Did you know that if you are made the beneficiary of his nest egg and you are 10 years or more younger, he doesn't have to make as large a required minimum withdrawal at age 70 and one-half? That leaves more money for you, later.
Hazards of not planning
I'm not the first to raise these questions when it comes to May-December relationships. Candace Bahr and Grinita Wall, founders of wife.org, and others write about how a couples with a 20- or 30-year age difference face unique challenges when it comes to financial and retirement planning simply because the clock keeps ticking.
"Marriage between contemporaries is tough, but a 20-to-30-year age difference can make it a whole new ballgame," they say in their piece called Financial Planning for May-December Relationships.
The same goes for Joe Mont. "The hazards of a May/December romance go far beyond raised eyebrows or having to endure a waitress greeting you as the daughter. There is also a whole set of financial issues," he said at The Street.com. Mont points out that the older partner may retire or leave the work force, which means there's only one "working" income."The older partner may be winding down their spending at a far greater pace than the younger one," he said. "Having a much younger spouse can mean a whole new round of planning for young children. Meanwhile, one spouse is usually bringing the majority of the assets to the table, which may mean there's a lot of discussion about whether those assets are passed to their lineal decedents rather than those of their spouses."
Robert Laura writing for Forbes about "sugar daddies and cougars," said that "While the typical age gap between married couples is slightly less than four years, couples with age difference of 10 years or more have a few planning opportunities particular to their situation that they need to understand and employ."
My read on all this is that women are more often the younger person in a May-December arrangement and have a lot to lose if they don't talk about the future, about money and estate-planning.
Here's what the experts recommend:
- Marry the guy but get a prenup in place and a will that outlines the assets you are entitled to at his death.
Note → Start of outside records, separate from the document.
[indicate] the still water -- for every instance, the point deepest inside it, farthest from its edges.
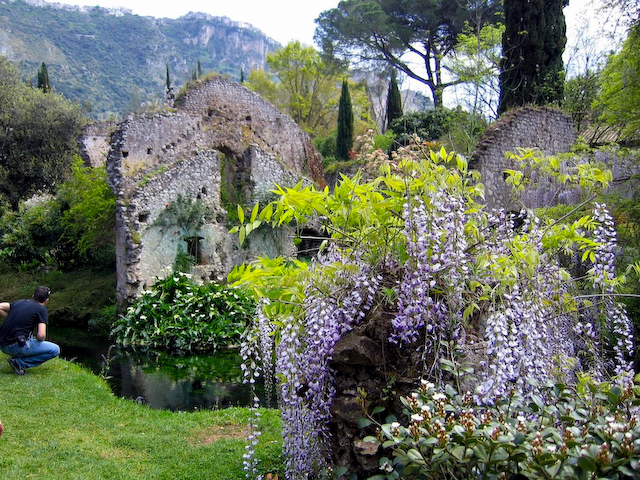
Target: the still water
(159, 380)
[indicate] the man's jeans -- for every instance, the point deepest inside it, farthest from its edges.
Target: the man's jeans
(33, 353)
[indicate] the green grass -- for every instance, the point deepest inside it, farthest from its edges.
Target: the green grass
(76, 296)
(62, 422)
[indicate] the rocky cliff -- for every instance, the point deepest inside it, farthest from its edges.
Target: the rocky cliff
(111, 61)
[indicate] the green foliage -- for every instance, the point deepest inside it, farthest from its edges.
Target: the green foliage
(89, 209)
(532, 71)
(301, 84)
(77, 296)
(73, 228)
(38, 137)
(121, 52)
(588, 431)
(580, 93)
(43, 79)
(386, 30)
(476, 62)
(344, 140)
(457, 128)
(394, 101)
(179, 316)
(186, 214)
(619, 96)
(326, 145)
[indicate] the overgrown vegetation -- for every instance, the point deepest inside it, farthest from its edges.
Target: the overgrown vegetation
(179, 316)
(415, 241)
(72, 229)
(38, 137)
(587, 430)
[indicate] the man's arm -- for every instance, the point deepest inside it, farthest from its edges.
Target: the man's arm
(41, 334)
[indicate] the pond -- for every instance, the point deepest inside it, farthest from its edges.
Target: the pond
(159, 380)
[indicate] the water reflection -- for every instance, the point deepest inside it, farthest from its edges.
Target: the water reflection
(159, 380)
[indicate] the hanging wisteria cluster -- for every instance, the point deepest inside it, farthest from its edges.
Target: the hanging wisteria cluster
(431, 294)
(616, 320)
(455, 262)
(303, 355)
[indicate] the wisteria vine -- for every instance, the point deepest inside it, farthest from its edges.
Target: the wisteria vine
(455, 263)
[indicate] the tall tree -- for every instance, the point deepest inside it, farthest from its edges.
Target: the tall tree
(532, 71)
(38, 137)
(344, 139)
(43, 79)
(387, 30)
(305, 86)
(619, 97)
(394, 100)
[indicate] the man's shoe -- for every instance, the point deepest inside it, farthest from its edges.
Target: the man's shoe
(16, 367)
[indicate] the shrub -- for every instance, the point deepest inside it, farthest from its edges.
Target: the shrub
(416, 242)
(588, 431)
(178, 316)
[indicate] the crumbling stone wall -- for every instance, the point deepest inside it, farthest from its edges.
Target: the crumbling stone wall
(222, 139)
(545, 128)
(94, 143)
A prenup forces both of you to disclose all assets and liabilities. If you just live together until he dies, it's a lot more difficult to sort out benefits, pension money and assets. If you are married for 10 years or more, you can claim spousal benefits from Social Security for instance.
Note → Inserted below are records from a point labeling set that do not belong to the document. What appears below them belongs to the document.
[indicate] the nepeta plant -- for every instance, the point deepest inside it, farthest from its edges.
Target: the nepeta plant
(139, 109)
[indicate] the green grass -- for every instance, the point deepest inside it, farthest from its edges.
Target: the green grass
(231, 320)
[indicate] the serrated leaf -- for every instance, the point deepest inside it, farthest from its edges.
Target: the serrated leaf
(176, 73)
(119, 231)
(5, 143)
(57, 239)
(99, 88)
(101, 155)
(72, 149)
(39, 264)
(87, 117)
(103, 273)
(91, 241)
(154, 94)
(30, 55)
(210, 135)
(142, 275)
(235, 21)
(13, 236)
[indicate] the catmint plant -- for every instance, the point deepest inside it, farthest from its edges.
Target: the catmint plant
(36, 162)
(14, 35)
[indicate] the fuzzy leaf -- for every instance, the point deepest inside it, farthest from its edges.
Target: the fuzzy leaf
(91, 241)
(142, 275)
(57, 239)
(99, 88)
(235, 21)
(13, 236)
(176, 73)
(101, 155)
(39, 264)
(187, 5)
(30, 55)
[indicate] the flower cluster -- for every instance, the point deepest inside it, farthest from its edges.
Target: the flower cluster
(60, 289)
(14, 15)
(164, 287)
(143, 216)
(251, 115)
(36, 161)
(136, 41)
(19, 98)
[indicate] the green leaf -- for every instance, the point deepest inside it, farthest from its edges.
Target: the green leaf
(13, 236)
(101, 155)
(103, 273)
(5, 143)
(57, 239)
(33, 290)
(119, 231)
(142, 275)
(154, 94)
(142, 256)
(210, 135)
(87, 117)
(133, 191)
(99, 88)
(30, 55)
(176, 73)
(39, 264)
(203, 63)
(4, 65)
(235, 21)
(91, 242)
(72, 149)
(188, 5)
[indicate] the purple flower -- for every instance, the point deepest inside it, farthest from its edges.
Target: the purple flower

The prenup planning process forces you to think about what could happen if one of you becomes sick or permanently disabled, say Wall and Bahr at wife.org.
- Buy a term life insurance policy naming you as the beneficiary. This protects you if all his assets go to his kids, not you. That way you're not hanging out there with nothing.
- Buy long-term care insurance on the older spouse as a way to keep care costs from eating up your combined nest egg. Very little of in-home care is covered by Medicare. This is the most under-planned part of peoples' estate planning, my financial adviser friends tell me. Will you be caring for him and working at the same time? Probably not.
- Take charge of your own money. Women tend to not invest as aggressively as men. As a result their retirement investments lag in growth value. right now, your household is supported by two incomes his and yours. Put more of yours into retirement savings while you can.
- Make a list of tangible assets designating who gets what when. Does his furniture go to his kids, if he dies? What about the cars, the camping equipment? Make sure you know what happens, if something happens.
- Get your wills and health directives up to date. If he has a stroke, what measures does he want taken or not taken in terms of keeping him alive?
- Don't just sit there in a relationship where you can already see how it's going to end.
As they put it at wife.org, "One of the greatest gifts you can give to each other is settling these issues before something really bad happens." Thank god for Viagra! At least that's not a problem.